“Of course,” Lord Lyken says.
“The wyverns, they are…different from dragons?”
He huffs out a laugh. “Oh yes, they are different.”
“In what ways?”
“Venom, for one,” Rally rumbles.
Ty springs forward a step and waves his arm behind him in a menacing manner.
“In the tail,” Rally clarifies.
“I see,” I say.
“And,” Lord Lyken adds, “in their barbaric forms, they have two legs, not four.”
In their barbaric forms…is that what they call their original bodies? It seems a sad way to refer to oneself, wyvern or no.
At the arched doors leading inside, Lord Lyken stops and bows once more.
“Until we meet again, Princess Serah,” he says, and with a final wink, he’s gone.
Inside is cool, and though I would like to stop and marvel at the fine marble and mosaic walls, Rally and Ty rushme up the winding stairs like a jaguar is snapping at our heels. Down a hallway and through a doorway I’m taken, until I find myself standing in a room with a balcony, a canopied bed, and a great many rugs.
“Your maid will be with you shortly, Princess,” Rally says, and with that, the door shuts.
For several moments, I just stand there and breathe.
The bedchamber in front of me is larger than any I’ve stayed in, with several doorways leading off in different directions. The room is far larger than any my mother has stayed in even, and she’s a queen.
As I am to be.
The thought causes my stomach to clench, so I distract myself by going to the balcony. To my surprise, it looks out on a small, private garden teeming with blooms and butterflies. A large fountain in the center burbles pleasantly, and I feel my tension trickle away as I listen. Whenever my things are delivered, this will be an excellent place for my telescope.

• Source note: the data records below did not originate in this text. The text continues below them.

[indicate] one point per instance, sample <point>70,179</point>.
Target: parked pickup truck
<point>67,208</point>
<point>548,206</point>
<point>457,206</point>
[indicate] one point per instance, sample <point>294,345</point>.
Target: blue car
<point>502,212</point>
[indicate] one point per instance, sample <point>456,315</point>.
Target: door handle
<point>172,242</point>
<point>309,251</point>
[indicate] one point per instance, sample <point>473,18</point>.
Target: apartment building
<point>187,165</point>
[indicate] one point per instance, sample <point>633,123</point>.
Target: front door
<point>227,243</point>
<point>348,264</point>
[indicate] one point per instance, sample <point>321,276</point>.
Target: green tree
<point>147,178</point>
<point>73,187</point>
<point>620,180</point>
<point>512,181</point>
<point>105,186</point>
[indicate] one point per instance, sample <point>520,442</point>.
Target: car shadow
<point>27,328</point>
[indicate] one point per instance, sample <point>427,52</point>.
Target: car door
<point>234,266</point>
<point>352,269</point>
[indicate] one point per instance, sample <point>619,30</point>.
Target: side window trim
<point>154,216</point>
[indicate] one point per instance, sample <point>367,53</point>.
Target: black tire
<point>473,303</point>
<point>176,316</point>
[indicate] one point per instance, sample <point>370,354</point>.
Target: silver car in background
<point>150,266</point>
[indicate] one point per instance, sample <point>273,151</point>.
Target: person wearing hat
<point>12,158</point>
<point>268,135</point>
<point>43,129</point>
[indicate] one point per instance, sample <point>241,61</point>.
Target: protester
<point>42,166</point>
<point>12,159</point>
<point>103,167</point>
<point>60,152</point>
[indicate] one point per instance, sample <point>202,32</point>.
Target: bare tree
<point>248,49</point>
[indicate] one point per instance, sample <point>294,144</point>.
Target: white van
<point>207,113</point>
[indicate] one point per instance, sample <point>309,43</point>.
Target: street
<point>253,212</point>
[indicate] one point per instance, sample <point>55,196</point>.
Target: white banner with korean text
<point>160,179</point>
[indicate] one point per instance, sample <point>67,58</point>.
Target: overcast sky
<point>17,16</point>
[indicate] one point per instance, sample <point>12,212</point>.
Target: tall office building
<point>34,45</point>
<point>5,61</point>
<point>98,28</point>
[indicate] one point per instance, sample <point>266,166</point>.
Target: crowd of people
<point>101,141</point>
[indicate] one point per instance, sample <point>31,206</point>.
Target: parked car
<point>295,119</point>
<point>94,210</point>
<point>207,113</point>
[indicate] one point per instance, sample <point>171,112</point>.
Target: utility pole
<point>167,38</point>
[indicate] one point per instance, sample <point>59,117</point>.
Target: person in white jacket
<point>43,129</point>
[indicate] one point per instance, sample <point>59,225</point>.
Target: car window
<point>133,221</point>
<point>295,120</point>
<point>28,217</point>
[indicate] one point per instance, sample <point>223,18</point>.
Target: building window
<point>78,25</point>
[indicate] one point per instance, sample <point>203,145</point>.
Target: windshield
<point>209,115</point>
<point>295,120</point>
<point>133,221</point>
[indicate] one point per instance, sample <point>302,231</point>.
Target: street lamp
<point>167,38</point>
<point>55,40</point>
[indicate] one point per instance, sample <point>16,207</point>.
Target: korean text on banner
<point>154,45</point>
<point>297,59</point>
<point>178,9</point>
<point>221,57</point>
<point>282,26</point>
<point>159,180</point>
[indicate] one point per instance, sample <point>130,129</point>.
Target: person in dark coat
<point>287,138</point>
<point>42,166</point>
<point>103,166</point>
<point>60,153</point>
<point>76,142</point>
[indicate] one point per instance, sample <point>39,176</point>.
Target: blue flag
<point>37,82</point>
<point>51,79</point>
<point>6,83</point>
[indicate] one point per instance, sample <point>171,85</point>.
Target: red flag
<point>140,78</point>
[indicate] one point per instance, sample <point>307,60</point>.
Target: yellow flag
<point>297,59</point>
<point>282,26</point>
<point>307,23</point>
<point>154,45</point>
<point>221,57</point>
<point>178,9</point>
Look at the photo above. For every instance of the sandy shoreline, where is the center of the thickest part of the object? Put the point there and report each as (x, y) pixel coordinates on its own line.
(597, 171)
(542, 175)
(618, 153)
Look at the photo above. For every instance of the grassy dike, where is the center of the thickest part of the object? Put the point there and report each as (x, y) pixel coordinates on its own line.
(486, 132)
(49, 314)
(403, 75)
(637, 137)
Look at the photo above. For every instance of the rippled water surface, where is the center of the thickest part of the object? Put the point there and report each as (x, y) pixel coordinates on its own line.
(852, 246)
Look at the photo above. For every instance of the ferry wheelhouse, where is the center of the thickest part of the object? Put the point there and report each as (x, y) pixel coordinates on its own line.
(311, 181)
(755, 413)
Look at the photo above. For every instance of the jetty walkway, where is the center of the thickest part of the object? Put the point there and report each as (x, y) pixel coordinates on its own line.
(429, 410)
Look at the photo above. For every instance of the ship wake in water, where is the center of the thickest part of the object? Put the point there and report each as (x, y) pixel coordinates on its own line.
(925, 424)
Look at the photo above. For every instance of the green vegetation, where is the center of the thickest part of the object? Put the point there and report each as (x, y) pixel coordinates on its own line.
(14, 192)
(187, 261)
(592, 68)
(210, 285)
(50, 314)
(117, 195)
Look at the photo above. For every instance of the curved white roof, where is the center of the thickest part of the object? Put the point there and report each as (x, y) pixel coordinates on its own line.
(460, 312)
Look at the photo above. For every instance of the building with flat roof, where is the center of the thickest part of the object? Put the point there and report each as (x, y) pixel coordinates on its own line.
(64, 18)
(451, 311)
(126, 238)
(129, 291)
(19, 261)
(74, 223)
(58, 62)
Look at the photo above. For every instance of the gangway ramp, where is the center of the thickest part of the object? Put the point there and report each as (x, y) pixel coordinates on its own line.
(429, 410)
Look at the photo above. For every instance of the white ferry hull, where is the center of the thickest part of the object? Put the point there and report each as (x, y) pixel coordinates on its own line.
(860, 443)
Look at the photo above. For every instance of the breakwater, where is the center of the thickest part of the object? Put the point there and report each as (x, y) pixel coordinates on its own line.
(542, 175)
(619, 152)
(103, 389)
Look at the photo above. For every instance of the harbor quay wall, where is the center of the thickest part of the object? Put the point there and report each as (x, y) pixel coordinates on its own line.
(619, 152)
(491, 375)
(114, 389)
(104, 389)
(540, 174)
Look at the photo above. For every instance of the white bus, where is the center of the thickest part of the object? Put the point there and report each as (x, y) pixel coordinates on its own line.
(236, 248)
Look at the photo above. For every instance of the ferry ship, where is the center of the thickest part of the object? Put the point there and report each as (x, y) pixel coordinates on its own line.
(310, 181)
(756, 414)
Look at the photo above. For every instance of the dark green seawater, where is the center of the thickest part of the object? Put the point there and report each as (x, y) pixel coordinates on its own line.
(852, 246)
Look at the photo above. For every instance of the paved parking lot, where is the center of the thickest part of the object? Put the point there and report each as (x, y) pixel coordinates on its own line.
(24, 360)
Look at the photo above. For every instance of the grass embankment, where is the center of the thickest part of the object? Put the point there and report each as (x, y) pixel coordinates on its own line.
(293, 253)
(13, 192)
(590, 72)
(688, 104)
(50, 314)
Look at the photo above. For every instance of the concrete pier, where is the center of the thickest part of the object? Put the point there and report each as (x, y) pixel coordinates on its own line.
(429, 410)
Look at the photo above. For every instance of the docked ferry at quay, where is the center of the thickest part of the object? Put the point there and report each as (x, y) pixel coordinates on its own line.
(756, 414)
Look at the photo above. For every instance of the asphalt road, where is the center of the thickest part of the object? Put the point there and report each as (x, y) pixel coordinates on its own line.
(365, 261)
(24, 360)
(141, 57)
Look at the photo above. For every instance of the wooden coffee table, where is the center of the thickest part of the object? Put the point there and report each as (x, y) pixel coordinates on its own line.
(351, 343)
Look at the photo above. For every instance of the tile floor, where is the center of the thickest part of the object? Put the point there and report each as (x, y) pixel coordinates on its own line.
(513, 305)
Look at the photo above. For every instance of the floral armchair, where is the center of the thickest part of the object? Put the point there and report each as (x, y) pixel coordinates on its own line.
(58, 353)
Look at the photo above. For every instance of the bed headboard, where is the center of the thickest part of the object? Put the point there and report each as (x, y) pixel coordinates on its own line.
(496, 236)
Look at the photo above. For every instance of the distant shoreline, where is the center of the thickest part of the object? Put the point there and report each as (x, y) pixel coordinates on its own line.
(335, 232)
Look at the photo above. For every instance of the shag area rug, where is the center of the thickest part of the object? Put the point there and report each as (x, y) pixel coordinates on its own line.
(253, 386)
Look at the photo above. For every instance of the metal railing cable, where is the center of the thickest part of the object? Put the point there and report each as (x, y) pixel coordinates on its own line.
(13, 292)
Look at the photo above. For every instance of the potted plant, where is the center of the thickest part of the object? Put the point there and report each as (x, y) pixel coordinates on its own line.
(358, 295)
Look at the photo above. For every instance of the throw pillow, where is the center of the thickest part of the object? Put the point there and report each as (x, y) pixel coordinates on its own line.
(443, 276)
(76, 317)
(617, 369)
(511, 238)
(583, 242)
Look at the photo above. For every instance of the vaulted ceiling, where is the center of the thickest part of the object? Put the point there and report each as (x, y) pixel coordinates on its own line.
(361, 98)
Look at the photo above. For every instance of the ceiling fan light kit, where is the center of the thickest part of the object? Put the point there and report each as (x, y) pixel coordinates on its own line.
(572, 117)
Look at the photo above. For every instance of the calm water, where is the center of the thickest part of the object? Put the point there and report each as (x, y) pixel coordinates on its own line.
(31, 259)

On the far side of the room, a door—one for servants, I assume—swings open, and a young woman walks in humming to herself. She’s also bearing an armful of towels, which is why she doesn’t see me until she’s leaving the bathing chamber on her way out.
“Your Highness,” she gasps. She drops into a curtsy so deep, I worry she might fall. “Forgive me. I did not know you were here yet. That is, I knew that you’d arrived, but I didn’t know you werehere, and I worried you might not have enough towels, you see…”
I give her my warmest smile as she rises. She looks to be several years my junior. “It’s quite all right. Thank you for tending me so well.”
The girl stares at me, eyes large in her pale face.
“Are you to be my maid?” I ask. As I’ve never had a dedicated maid in my life, the question feels supremely awkward, but all my married sisters have ladies’ maids now; I’d steeled myself for it.
The girl points at herself. “Me? Oh, no, I’m not a maid. I mean, I am. Just not a ladies’ maid, Your Highness.”
“Oh,” I say, trying to hide my embarrassment. “I apologize.”
She looks mortified. “There’s no need for you to apologize, ma’am. Not to me.” Her gaze darts toward the door she came from as if she’d like to make her escape, but something catches her eye. She points a hesitant finger at the bed. “D—did you know you had a visitor?”
I glance that way in alarm but don’t see anyone. Moving closer, I find a scruffy, orange tabby with notched ears spread across the end of my bed. He cracks one eye open to peer back at me.
The girl clasps her hands together. “It’s so nice to be picked, and on your first day here, too.”
“Picked?” I ask.
“By a cat,” she says, gesturing at the tabby. “I remember the first one who picked me. Fireball. He was an orange one, too.”